Funding for the long sought-after position was added to NU’s 2001-2002 budget, which was finalized Thursday afternoon.
“I’ve always thought it was a good idea in terms of trying to be respondent to the needs of a significant number of students,” Bienen said.
Asian-American students, who compose 18 percent of NU’s student population, have been seeking an outreach coordinator since 1991. The position was one of the demands listed when students went on a 23-day hunger strike in the spring of 1995 to lobby administrators for an Asian-American studies program.
The coordinator also will help Asian-American student groups plan events to improve groups’ programming and ensure that events don’t overlap. He or she also will create a link between Asian-American studies professors and students to build stronger student interest in classes.
Vice President for Student Affairs William Banis said his office will begin searching for the coordinator once he is officially notified that the funds have been budgeted for next year. He said he is confident that someone would be found by September.
“We’ve had a need for an adviser to work more closely with Asian-American student groups on campus, and we’ve had some stumbling in the past year with the groups,” Banis said. “Having a professional adviser and advocate on the staff will help student groups be more effective and do a better job, and it will help Asian Americans develop a stronger sense of community at Northwestern.”
African-American and Latino outreach coordinators were hired in 1999. Both work from the student affairs office.
Weinberg administrators created the Asian-American studies program in 1999 and have hired two assistant professors: Dorothy Wang, in English and Ji-Yeon Yuh in history.

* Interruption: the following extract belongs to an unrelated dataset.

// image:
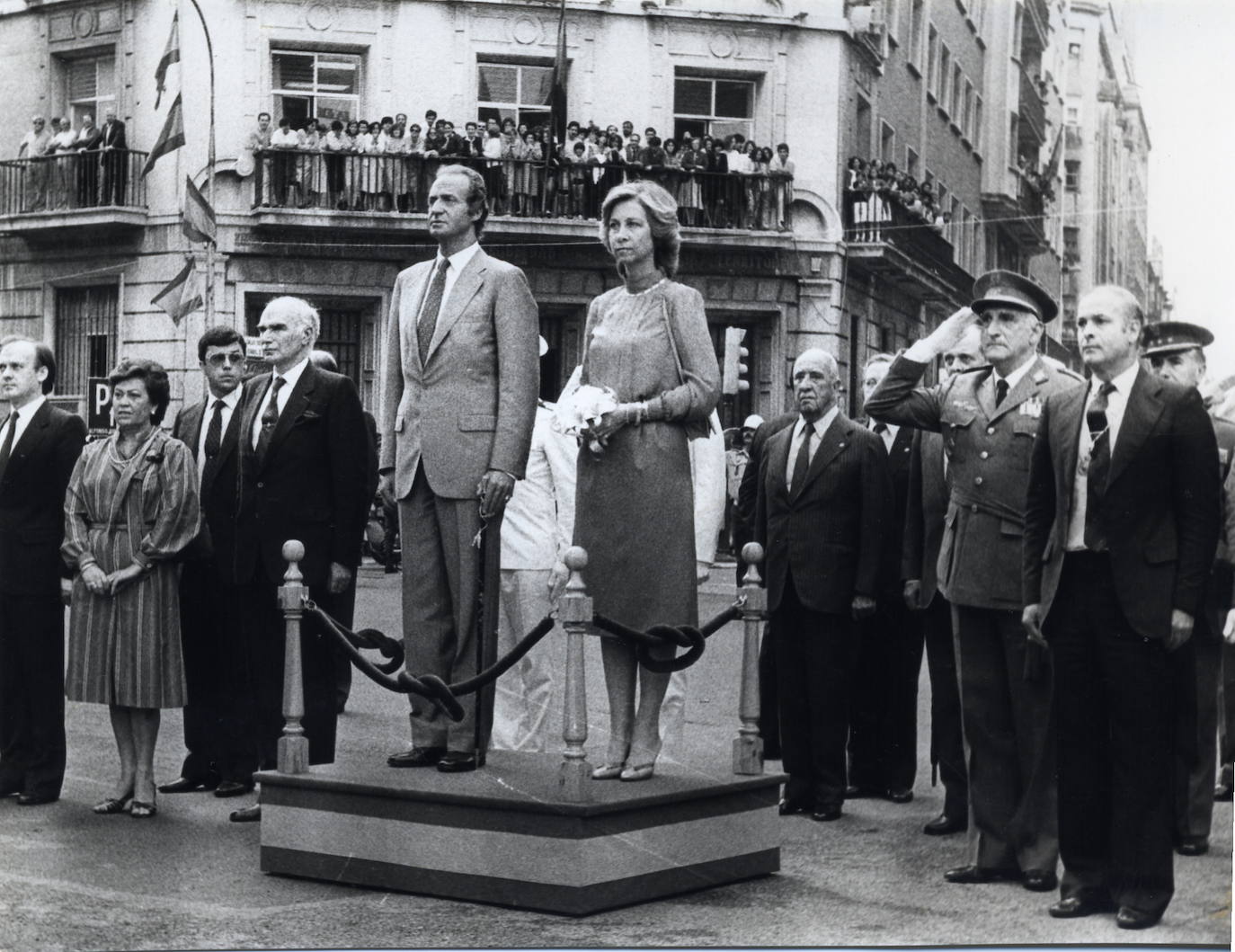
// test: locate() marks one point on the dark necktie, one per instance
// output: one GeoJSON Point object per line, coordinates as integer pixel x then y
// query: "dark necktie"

Weinberg senior Vishal Vaid, an Asian-American studies minor who has been involved in lobbying administrators to fund an Asian-American coordinator position since his freshman year, lauded the administration for appreciating the needs of students.
“The coordinator has a dynamic role that will totally benefit many aspects of Asian-American students on campus,” he said. “We have our own set of concerns when it comes to being students on this campus that aren’t addressed by any current administrators.”
Vaid said the coordinator also would help attract a more diverse Asian-American student body to campus. He said most Asian Americans on campus were ethnically Chinese, Korean or Indian. A coordinator would help NU recruit students who were linked to parts of Asia that were not yet economically prosperous in the United States, he said.
A coordinator also will help build bridges between Asian Americans and members of other minority groups on campus, Vaid said.
Asian-American students were not alone in the quest to hire a coordinator. The Undergraduate Budget Priorities Committee lobbied Bienen and Senior Vice President for Business and Finance Eugene Sunshine to include funding for the coordinator in the budget.
Associated Student Government President Jordan Heinz, a UPC member said the decision to hire a coordinator showed that students and administrators could work together to better students’ lives.
“Administrators are open to student input if it’s presented to them in an amenable manner,” Heinz said.